Thursday, January 29, 2009

It Is Still All About The Economy, Again

The markets enjoyed a nice rally yesterday with the S&P up 3.36% and the DOW up 2.46%. The financials, home builders, auto parts companies, and gaming enterprises all had rallies yesterday. The concept of a Bad Bank being set up by the government was well received by investors as a way to clean up the balance sheets of banks and improve the flow of credit again. This proposal combined with a stimulus plan might jolt the economy ultimately so GDP could grow again.

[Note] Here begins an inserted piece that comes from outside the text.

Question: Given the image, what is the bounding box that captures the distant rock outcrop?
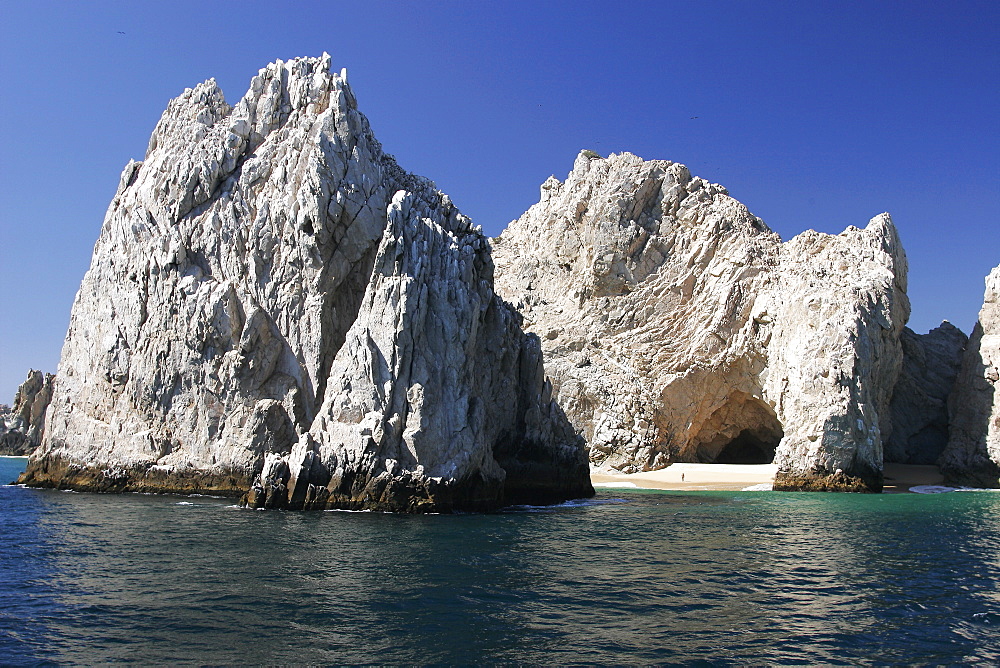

The ideas are encouraging and investors drove stock prices higher. The only question now is what are the details of the plans?, how long will they take to effect the economy?, and when can we expect earnings to improve? Unfortunately, the consumer needs to replenish his net worth and companies still need to deleverage.

The bottoming process is ongoing but this recession is going to be long and deep. Government's programs will be instrumental in moving the economy forward but corporate earnings won't get better for a while; unemployment will continue to increase; and housing prices will continue to decline. Today investors received news that durable goods declined 2.6% in December while jobless claims rose 588,000. This is a clear sign that the economy is still getting weaker.

We said at the beginning of the week that we may get an Obama rally and markets have risen nicely for the last few days but volatility is still apparent and markets won't go straight up. Today's weak economic news will be combined with more lousy corporate earnings to keep the lid on stocks until the market can accurately discount the timing of the bottom of the economic cycle.